Stories



Third Place Essay: "How You Spent Your Summer Vacation"

by Tracy Mayor ’83

It’s not just that the ocean is clean and cold, though it is very much both of those things.  It’s that it’s clean because it’s cold. Nothing lives in it, nothing the naked eye can see — no seaweed wraps around your legs, no jellyfish slime you. There is only water and waves and the unblinking sky and you.

Your feet go numb first, so that in the rare moments when you are standing rather than knocked to your knees by a wave, you stagger about in the foam like an old drunk. After a while your hands numb up. When you hold them to your face, they’re yellow and waxy-looking.

One wave you ride in a perfect body surf, the water churning underneath your belly as your upper half hikes out knifelike before the tumult. The next catches you full on and pounds your body into the sand, leaving you seasick and gasping as it washes back out to sea. These are things you learn only by feel and repetition, by staying in when every bodily sense says it’s time to get out.

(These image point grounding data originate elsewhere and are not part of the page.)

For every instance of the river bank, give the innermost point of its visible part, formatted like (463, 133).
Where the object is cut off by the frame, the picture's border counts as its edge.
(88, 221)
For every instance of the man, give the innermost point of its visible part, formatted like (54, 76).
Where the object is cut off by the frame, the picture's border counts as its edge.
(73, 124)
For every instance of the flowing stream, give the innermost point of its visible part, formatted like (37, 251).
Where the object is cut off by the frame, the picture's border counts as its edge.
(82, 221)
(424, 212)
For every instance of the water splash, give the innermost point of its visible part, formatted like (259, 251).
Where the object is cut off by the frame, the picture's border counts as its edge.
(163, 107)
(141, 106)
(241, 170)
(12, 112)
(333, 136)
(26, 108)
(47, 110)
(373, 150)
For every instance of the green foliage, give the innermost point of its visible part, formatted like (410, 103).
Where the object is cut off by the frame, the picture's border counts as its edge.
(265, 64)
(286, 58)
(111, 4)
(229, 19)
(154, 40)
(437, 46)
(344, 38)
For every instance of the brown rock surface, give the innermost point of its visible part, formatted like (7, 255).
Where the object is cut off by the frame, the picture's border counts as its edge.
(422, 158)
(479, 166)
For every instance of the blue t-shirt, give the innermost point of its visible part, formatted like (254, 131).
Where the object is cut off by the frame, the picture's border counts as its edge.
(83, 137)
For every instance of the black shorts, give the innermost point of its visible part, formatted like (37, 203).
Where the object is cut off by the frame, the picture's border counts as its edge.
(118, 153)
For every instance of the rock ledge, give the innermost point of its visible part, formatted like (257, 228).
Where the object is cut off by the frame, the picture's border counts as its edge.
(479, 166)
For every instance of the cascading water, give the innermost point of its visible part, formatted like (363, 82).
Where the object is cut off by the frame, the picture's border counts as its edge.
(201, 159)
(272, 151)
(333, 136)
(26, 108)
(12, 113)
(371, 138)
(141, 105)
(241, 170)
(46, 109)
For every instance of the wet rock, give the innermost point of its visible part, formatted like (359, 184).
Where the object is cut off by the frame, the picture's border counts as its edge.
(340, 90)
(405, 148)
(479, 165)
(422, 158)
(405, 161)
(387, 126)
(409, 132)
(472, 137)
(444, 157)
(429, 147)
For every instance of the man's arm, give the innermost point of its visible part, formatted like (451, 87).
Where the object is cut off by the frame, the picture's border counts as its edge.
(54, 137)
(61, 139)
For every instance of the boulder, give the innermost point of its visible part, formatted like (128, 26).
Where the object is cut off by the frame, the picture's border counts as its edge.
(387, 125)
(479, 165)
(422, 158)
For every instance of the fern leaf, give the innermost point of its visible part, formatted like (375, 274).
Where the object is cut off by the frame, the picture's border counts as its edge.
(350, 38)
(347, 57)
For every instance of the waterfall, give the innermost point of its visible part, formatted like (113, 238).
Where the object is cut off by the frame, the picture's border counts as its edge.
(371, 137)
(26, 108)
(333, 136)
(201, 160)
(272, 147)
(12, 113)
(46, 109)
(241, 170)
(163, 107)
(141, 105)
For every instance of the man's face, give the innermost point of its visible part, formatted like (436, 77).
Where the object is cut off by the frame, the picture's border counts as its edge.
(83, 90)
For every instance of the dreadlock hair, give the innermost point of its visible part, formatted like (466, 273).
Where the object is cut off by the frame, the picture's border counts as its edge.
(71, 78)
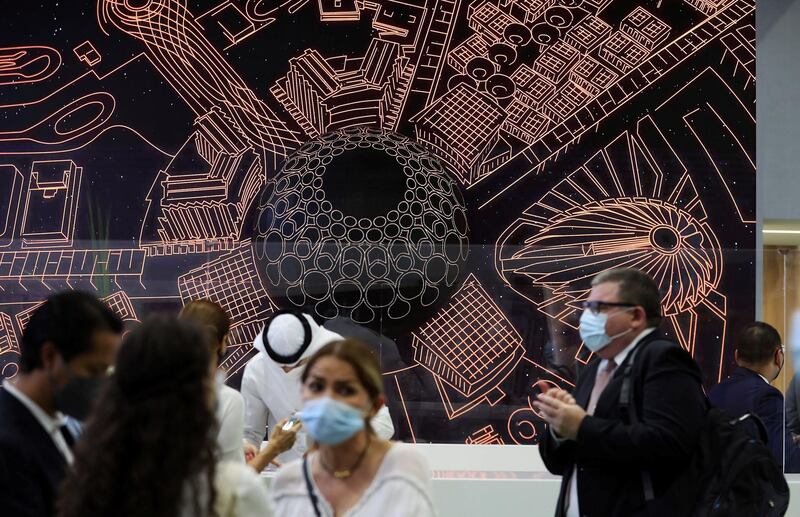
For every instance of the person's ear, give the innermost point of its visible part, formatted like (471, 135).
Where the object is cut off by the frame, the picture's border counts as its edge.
(223, 346)
(640, 316)
(380, 401)
(49, 355)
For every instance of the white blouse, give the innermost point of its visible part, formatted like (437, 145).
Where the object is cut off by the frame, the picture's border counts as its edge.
(402, 487)
(230, 417)
(240, 493)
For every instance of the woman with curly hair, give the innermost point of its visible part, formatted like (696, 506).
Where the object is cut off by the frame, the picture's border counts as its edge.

Your hair is matted with sand, your eyes and lips puffy with saltwater and sunburn. Places on your body sprout a cold red rash, as if the sand and salt have actually abraded layers of skin from your body. Your lips are blue; your teeth are chattering. Your four cousins look the same, in more or less desperate straits depending upon age and body weight.

At last one of the adults up on the beach puts down her Silver Bullet, hidden in an athletic sock in observance of the no-open-containers law, and says to no one in particular, Holy moly, we need to get those kids out of the water.

You stagger forth. The hot sand burns your unfeeling feet. Streaming water, you go to hug your dry, sunscreened mother. Ha ha, you are so funny. She smells your cold oceany bite and feels your sleek head and your chilled gooseflesh and thinks that you have become less human than seal.

Later in the week, you will have quarreled with your cousins, both individually and in various groupings, and you will find your mother out on the back deck sorting a mound of wet beach towels. You will tell her that you never wanted this vacation, that it’s stupid, and that you’re ready to go home.

She will give every appearance of having heard you, but she isn’t really listening. She was raised this way herself, to believe in the redemptive moral authority of cold water, hard sand, chill wind, and pounding waves. It’s vacation, New England style.

 

 

I like to think of this essay as a little love letter both to my sons and to my own childhood, an acknowledgement of just how much the frigid New England ocean defines who I am and who they'll become.